Джулиан выбрал две койки на первом ярусе и застелил их, как мог, простынями, которые оказались коротковаты, и шерстяными одеялами. Рюкзак он поставил в ногах моей кровати. В комнате дюжина кроватей, и все же он выбрал две соседние. Я стараюсь не думать о том, что это может означать. Джулиан, сгорбившись, сидит на своей койке и снимает носки. Когда я вхожу в спальню со свечой в руках, он поднимает голову, и лицо у него при этом такое счастливое, что я чуть не роняю свечу. Огонь гаснет. Теперь мы в темноте.

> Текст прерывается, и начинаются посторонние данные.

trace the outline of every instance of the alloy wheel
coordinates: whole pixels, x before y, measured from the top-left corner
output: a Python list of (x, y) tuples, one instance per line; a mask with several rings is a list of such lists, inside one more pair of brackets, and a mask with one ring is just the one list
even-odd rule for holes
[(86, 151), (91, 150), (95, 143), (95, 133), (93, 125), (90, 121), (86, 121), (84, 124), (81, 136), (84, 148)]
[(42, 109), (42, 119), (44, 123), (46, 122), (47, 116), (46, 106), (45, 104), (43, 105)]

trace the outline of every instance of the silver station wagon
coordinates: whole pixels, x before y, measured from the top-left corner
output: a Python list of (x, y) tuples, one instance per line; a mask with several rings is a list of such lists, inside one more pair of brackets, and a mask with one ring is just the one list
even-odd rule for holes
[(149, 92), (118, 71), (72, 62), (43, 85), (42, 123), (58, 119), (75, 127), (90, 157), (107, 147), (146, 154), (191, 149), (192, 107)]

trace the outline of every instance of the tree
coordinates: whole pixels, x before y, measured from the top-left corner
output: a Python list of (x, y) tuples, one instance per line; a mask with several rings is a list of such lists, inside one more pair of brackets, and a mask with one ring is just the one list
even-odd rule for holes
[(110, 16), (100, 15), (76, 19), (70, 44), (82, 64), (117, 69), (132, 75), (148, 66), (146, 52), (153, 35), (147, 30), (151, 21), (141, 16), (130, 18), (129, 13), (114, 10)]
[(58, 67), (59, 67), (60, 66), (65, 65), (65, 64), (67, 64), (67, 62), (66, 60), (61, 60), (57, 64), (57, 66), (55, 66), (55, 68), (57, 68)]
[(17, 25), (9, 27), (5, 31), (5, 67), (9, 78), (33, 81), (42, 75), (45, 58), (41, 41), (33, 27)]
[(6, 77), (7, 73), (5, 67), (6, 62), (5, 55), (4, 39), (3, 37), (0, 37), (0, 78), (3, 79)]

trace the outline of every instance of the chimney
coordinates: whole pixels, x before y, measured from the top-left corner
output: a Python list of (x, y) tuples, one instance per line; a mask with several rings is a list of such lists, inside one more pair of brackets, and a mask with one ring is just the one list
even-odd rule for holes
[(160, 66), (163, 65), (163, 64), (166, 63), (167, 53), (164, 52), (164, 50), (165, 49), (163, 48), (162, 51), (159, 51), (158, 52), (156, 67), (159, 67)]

— Найдешь дорогу? — спрашивает Джулиан.

— Найду.

Я иду на голос Джулиана и держусь на всякий случай за койки.

Когда я прохожу мимо него, он слегка прикасается к моей спине:

— Осторожно.

Я ложусь и укрываюсь простыней и одеялом. Они пахнут плесенью и совсем чуть-чуть мышиным пометом, но, главное, они согревают. Тепло от огня в ванной комнате сюда не доходит. Когда я выдыхаю, надо мной повисает облачко пара, заснуть будет не просто. Усталость, которая навалилась на меня после ужина, очень быстро отступила, тело мое напряжено, мышцы подрагивают. Я остро чувствую присутствие Джулиана, слышу его дыхание и знаю, что он тоже не спит.